O discente indígena, Márcio Kaingang Katahn Manoel Antônio – natural de Cacique Doble -, do curso de Direito da Universidade Federal do Pampa (Unipampa), defendeu na quinta-feira, 26, seu Trabalho de Conclusão de Curso (TCC). Márcio Kaingang é o primeiro índígena a se formar no curso de Direito do Campus Santana do Livramento. No trabalho, intitulado “Práticas Penais na Comunidade Indígena Kaingang de Cacique Doble/RS”, ele analisa as práticas punitivas atualmente adotadas pelo povo a que pertence.
O trabalho foi orientado pelo professor Marcelo Mayora e vem sendo desenvolvido desde o começo da graduação do discente. Recebeu, em 2019, o prêmio de melhor trabalho das Ciências Sociais Aplicadas no 11° Salão Internacional de Ensino, Pesquisa e Extensão (Siepe).
Márcio Kaingang nasceu e cresceu na Terra Índigena Kaingang, no município de Cacique Doble, desde o final do ensino médio tinha desejo de cursar Direito. Também formado em magistério e Pedagogia, Márcio vê na nova graduação uma oportunidade de trabalhar em prol da sua comunidade. “Percebia a falta desse profissional na minha realidade local, sobretudo a pessoa que poderia defender os direitos indígenas na comunidade onde nasci”, relata. Segundo ele, outro aspecto que o motivou foi a defesa dos direitos das demais etnias indígenas do Brasil.
A graduação na Unipampa também proporcionou a Márcio Kaingang experimentar diferentes formas de interação social e interculturalidade. A partir desses choques culturais, o estudante começou a refletir sobre as práticas penais estatais em relação às indígenas que, de acordo com Márcio, são pautadas pela ressocialização e penas alternativas ao encarceramento. “A pesquisa me fez compreender melhor a interpretação das leis que dão um amparo jurídico às práticas punitivas, a organização social, política e autonomia, no que compete às lideranças indígenas”, destaca.

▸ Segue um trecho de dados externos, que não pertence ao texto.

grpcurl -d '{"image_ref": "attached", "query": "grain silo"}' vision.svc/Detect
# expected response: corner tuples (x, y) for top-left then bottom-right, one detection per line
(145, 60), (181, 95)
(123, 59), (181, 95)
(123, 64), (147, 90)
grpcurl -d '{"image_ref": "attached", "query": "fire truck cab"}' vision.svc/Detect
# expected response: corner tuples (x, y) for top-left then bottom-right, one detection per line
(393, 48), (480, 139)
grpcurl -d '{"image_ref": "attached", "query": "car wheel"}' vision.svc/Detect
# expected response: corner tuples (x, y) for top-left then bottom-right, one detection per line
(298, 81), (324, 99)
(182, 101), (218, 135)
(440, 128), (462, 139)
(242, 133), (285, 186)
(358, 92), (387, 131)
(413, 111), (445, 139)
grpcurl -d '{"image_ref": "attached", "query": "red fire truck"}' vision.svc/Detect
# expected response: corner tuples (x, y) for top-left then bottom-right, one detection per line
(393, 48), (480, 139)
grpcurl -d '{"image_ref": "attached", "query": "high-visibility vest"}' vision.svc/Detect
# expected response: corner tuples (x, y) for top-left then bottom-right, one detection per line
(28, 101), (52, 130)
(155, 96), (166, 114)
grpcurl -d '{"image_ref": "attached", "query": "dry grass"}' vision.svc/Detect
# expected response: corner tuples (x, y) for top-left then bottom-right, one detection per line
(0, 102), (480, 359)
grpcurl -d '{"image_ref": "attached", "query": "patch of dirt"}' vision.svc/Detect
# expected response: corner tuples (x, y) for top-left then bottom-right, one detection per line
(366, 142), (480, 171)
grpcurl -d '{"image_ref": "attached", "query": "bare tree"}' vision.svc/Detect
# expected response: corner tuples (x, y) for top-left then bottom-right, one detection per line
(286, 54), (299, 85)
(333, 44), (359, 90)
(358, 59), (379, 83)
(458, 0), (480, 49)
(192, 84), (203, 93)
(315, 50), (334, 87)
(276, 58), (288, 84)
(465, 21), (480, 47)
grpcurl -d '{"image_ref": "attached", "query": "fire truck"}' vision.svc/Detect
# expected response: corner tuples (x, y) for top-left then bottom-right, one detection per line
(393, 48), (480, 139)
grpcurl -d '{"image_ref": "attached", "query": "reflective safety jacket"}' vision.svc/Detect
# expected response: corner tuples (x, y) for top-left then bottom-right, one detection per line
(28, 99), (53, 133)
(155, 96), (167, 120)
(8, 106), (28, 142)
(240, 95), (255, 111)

De acordo com o professor Marcelo Mayora, a pesquisa colabora para o entendimento comparativo do sistema penal estatal e os sistemas penais dos povos indígenas no Brasil, em particular do povo Kaingang. “O trabalho dele, realizado a partir de um diálogo intercultural e do acolhimento de saberes, foi muito importante para nosso curso e para a Universidade Federal do Pampa”. O docente também destacou a relevância para a comunidade do discente na manutenção das suas práticas tradicionais de resolução de conflitos.
Além disso, como aponta Márcio Kaingang, o trabalho contribui para indicar caminhos e alternativas para a justiça penal estatal. “Penso que a pesquisa feita pode contribuir aos não indígenas nos estudos sobre a punição, no campo do direito penal e da criminologia, bem como da antropologia jurídica”, acrescenta o discente.
Dados da Pró-Reitoria de Graduação da Unipampa, apontam que, nos 15 anos da instituição, formaram-se 31 discentes indígenas nos diferentes cursos da Universidade. A Unipampa também possui ações afirmativas e o Processo Seletivo Específico para Indígenas Aldeados e Moradores remanescentes de Comunidades de Quilombos, que estimulam o ingresso e permanência de pessoas destas comunidades no ensino superior.